G1 – Você se incomoda quando perguntam se, em seus livros, há elementos da sua vida pessoal?
Matthew Quick – Eu nunca me incomodo quando as pessoas me perguntam sobre meu trabalho, embora esta seja uma pergunta difícil de se responder diretamente. Escritores de ficção fazem mentiras parecerem mais verdadeiras do que a realidade. Meus livros não são literalmente sobre minha vida, mas metaforicamente têm muita relação com coisas com as quais me importo ao máximo. Meus amigos e minha família diriam que eu estou em cada página dos meus livros. Quero crer que queiram dizer isto: meus livros são uma representação autêntica de quem eu sou, ainda que metaforicamente.

G1 – Algum episódio, em particular, inspirou você a escrever ‘O lado bom da vida’?
Matthew Quick – Fazia quase três anos que eu estava escrevendo sem ganhar nada por isso, e estava começando a achar que nunca publicaria. Um dia, saí para uma corrida. Era uma tarde fria de inverno. Muito cinza e sombria. Na metade do percurso, olhei para cima e havia uma nuvem ‘desenhada em seu contorno’ pela luz do sol, que estava escondido atrás dela. Era tão lindo.
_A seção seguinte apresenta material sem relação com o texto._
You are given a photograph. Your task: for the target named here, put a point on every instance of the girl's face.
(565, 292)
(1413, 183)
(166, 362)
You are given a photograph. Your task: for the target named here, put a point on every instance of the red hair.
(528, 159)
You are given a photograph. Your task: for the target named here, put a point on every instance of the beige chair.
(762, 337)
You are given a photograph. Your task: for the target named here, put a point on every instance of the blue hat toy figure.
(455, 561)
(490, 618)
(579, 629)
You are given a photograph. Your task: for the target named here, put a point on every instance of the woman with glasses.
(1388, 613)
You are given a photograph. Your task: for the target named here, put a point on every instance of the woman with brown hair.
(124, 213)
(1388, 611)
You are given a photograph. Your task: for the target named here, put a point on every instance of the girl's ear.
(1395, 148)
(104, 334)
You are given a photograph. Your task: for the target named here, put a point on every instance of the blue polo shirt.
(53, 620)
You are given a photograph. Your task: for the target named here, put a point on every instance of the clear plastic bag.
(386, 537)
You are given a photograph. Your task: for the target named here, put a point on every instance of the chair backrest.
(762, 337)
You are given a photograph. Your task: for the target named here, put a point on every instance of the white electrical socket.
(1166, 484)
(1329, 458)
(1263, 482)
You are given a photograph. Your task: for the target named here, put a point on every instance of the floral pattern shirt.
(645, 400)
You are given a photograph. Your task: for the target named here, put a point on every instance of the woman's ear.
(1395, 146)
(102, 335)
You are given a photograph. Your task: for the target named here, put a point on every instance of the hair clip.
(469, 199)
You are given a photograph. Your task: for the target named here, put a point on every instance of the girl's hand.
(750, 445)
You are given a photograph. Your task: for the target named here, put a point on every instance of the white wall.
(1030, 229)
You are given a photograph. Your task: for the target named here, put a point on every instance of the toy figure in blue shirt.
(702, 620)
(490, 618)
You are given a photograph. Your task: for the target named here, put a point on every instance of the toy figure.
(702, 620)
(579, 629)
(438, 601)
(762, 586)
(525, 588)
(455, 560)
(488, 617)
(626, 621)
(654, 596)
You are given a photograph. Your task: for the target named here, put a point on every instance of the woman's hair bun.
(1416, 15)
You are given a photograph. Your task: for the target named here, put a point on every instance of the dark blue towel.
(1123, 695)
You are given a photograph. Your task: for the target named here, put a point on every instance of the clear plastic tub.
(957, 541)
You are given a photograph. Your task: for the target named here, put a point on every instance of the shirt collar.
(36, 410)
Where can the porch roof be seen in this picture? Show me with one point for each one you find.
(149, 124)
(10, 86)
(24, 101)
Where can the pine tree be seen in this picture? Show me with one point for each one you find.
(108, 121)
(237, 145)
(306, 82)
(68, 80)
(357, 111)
Eu pensei: e se isto for um presságio? E se ver esta beleza significa que vou reproduzi-la como escritor de ficção? Imediatamente, comecei a censurar a mim mesmo por causa daquele pensamento mágico. Mas então eu pensei: e se eu me permitisse acreditar que foi um sinal? E se essa crença me desse esperança suficiente para continuar escrevendo? Em seguida, pensei: e se eu tivesse um personagem que acreditasse que ver nuvens delineadas pelo sol significava que a vida dele estaria ok? E se meu personagem usasse esse pensamento delirante como motivação para superar momentos difíceis? Quando terminei minha corrida, comecei a escrever imediatamente.

G1 – Por que escrever sobre uma doença mental? Fez algum tipo de pesquisa, conversou com pessoas com transtorno bipolar severo?

Matthew Quick – Não estou certo de que alguma vez tenha decidido escrever sobre doença mental. Mas meus personagens acabam tendo vários problemas de saúde mental. Acredito que romancistas escrevem sobre as coisas que mais lhes importam. Trabalhei numa unidade de internação neurológica, primeiramente com pessoas que tinham sofrido lesões cerebrais traumáticas. Também trabalhei com adolescentes que tinham sido diagnosticados com autismo severo. Aconselhei adolescentes problemáticos quando eu dava aulas. Muitos estavam sofrendo de depressão. E também conheço, intimamente, os altos e baixos da vida. Eu enfrentei depressão e ansiedade por muitos anos.